Here is the solution to this problem using OOP:

 program Project3; {$APPTYPE CONSOLE} uses Classes; type TLst = class(TStringList) function CompareStrings(const a,b: string): integer; override; end; function TLst.CompareStrings; begin Result := Length(a)-Length(b); if Result = 0 then Result := inherited CompareStrings(a,b) end; var s : string; begin with TLst.Create do try Sorted := true; repeat ReadLn(s); DelimitedText := s; if Count > 0 then WriteLn('<',Strings[0],'>') until s = '' finally Free end end. 

Moreover, an arbitrary number of lines is processed (in the loop repeat ReadLn (s) until the empty line is entered - until s = ''). Thus, the main body of the Repeat loop consists of only two operators:

 DelimitedText := s; // - очередную строку разбить на слова и отсортировать WriteLn(Strings[0]); // - верхний элемент получившегося списка и есть ответ 

Where the leading statement is if if Count> 0 then ... is "protection" from an empty list.

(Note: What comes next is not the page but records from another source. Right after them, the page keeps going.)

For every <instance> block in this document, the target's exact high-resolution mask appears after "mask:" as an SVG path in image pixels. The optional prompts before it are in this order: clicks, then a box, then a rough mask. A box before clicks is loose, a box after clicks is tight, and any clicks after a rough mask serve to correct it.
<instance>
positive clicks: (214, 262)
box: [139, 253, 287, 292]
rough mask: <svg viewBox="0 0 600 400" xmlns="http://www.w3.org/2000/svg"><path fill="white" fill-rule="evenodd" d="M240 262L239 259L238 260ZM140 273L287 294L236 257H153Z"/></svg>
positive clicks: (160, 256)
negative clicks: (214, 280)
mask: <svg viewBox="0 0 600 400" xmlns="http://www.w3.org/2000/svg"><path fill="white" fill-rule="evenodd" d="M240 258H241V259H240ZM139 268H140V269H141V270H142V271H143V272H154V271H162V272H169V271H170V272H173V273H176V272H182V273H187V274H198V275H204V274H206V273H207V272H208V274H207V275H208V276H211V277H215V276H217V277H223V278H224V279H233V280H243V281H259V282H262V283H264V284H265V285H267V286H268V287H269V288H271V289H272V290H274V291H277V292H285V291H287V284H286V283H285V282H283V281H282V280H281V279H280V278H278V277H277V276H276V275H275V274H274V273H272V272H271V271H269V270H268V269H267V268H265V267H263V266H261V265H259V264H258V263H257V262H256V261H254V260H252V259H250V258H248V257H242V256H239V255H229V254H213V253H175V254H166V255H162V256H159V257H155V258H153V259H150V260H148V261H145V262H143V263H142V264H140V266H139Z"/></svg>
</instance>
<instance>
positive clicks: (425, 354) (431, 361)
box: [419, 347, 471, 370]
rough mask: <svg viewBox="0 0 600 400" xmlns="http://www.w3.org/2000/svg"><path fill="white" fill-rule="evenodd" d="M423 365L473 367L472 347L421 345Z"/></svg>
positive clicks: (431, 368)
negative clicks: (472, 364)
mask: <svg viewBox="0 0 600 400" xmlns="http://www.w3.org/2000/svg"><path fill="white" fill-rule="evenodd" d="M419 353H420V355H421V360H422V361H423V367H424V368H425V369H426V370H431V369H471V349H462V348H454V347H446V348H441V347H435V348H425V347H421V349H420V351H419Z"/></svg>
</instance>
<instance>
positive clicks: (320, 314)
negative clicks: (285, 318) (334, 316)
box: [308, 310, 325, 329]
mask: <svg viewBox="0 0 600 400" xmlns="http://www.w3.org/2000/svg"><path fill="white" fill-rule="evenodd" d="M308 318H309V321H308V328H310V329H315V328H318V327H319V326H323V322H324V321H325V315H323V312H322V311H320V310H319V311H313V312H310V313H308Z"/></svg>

The fact that the split list of words will be sortable is determined by assigning the Sorted: = true property, and the correct sorting for our task is established by redefining the CompareStrings function (in accordance with the spirit and the OOP letter) in the heir of TStringList , which we used as the basis:

"... A robe is the same, but the buttons are nacreous ..." (c) c / f The diamond hand.

It should be noted that the sorting set here is used even more sophisticated than indicated in the original task, since it does not indicate what to do if the initial line contains several words with a minimum length - who should I choose? Therefore, there is a sorting according to a double feature: each comparison goes first along the length of the words, and then, with an equal length, alphabetically, i.e. traditional lexicographical order is used (due to the use of inherited ... ).

If desired, if it is necessary to distinguish between upper and lower case letters (by default, they do not differ here), simply assign the corresponding value to the CaseSensitive property.

I would especially like to note that here an anonymous list is used (developed by us when inheriting TStringList - TLst ) without using a variable of this type in the var section and therefore (using the with operator) all statements inside a protected try-finally-end block are short and descriptive , and the program itself is understandable, transparent and easily modified.